A recent study ascertaining the extent of patients being lost to follow-up in an observational HIV cohort using a data linkage method found that this approach helped to identify patients returning for care at different centers and thus reduced the number of patients lost to follow-up in the cohort study.13 In the current project, 72 (20%) of the 356 children, who were born in 2006–2007 and were lost to follow-up (had positive screening results but no confirmatory diagnoses), were found through data linkage to the CMR and EI database, and 280 (79%) were found through data linkage to SPARCS hospital discharge (data not shown). The information obtained from the CMR, EI, and SPARCS hospital discharge databases will help to evaluate the health outcomes of these children.

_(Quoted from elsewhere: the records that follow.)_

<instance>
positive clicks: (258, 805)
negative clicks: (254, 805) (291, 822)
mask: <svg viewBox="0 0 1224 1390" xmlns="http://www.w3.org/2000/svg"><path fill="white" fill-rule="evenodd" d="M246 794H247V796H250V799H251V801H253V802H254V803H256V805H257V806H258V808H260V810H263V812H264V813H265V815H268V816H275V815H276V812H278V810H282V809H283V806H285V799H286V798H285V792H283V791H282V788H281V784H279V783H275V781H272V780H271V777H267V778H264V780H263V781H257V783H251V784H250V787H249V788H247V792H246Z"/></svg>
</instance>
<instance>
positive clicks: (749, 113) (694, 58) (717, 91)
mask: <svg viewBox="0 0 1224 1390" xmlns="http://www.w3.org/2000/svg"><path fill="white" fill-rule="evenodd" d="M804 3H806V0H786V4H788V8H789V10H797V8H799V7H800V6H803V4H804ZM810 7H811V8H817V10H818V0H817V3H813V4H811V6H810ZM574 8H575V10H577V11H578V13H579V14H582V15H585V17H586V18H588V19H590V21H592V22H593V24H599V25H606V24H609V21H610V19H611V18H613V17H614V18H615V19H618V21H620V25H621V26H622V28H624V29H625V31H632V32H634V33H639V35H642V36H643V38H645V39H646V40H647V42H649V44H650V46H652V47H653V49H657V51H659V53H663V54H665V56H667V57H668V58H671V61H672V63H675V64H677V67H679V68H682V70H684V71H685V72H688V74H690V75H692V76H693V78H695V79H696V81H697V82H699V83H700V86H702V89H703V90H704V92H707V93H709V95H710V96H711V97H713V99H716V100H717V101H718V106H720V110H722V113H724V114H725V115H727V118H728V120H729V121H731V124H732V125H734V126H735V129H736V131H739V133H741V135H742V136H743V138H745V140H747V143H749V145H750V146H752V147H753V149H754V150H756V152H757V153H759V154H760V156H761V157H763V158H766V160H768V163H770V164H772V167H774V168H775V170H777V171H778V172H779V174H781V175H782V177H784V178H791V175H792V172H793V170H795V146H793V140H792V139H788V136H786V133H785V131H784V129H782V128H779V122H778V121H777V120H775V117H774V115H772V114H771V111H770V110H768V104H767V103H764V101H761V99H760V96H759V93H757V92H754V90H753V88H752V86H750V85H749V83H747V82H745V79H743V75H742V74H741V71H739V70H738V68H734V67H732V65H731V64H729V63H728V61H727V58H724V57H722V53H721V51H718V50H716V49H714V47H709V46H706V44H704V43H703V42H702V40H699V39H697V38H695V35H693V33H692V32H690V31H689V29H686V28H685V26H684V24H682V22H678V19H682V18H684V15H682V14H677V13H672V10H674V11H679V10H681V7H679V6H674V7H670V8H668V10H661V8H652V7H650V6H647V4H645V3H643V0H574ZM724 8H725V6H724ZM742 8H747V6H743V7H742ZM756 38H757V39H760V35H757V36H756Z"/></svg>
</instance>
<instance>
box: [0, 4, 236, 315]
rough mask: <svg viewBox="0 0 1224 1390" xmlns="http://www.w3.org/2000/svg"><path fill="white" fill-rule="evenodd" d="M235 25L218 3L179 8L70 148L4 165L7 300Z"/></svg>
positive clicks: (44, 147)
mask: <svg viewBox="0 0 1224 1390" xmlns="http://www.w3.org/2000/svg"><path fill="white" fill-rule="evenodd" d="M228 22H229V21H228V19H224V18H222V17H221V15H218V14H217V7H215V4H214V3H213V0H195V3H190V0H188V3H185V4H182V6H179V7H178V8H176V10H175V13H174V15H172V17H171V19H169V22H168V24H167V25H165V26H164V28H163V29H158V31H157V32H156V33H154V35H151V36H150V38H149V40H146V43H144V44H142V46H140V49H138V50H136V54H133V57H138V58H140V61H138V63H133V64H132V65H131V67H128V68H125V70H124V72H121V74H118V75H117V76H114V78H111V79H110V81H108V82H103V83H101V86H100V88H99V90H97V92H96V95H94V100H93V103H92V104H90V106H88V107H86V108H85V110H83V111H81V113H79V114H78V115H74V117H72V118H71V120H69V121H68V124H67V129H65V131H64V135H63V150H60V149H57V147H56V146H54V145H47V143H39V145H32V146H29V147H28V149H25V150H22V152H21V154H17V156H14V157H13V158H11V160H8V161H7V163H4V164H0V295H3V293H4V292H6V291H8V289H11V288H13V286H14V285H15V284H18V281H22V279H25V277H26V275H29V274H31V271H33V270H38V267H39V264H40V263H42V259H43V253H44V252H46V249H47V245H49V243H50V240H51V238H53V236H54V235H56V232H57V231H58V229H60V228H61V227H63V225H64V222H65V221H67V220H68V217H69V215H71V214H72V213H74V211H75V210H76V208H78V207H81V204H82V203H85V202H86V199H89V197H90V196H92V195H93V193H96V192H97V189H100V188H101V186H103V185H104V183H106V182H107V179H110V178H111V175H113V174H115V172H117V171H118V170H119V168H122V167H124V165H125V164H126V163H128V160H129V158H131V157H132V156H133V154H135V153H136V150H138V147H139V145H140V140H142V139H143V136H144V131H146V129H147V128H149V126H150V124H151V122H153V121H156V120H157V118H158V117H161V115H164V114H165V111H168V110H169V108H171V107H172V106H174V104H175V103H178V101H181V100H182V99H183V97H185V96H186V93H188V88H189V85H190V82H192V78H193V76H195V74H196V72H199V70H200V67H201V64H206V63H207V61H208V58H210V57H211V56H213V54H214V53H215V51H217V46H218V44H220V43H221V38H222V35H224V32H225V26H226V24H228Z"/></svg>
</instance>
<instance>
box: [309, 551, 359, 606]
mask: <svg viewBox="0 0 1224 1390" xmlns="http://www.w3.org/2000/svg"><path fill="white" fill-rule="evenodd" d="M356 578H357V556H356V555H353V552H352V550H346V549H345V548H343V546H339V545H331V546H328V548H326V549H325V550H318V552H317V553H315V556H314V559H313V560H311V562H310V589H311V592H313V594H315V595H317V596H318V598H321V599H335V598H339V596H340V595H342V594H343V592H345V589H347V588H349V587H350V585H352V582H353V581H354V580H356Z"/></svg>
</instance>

The availability of administrative data provides opportunities for monitoring access to needed healthcare and identifying health disparities in services utilization in a large, targeted population. Because of these potential advantages, there has been an increasing use of the existing administrative data in healthcare research and disease surveillance.14,15 A similar model for using state resources to develop sickle cell disease surveillance across the lifespan has been proposed recently.16 The most commonly used administrative data include federal- and state-specific vital records, hospital discharge data sets, and public and private health insurance claims databases.17

Some limitations of administrative data in general have been identified17,18 including potential misclassification, underreporting, lack of sociodemographic information, inaccuracy of some data fields, and reporting bias of some indicators. To improve the accuracy of the follow-up information obtained by data linkage, the project staff is conducting a review of clinical records for children seen and treated at the Inherited Metabolic Specialty Treatment Centers across New York. Data collected at our treatment centers will be compared with those obtained by data linkage to verify the quality and accuracy of the data from the administrative data sources such as the SPARCS hospital discharge files.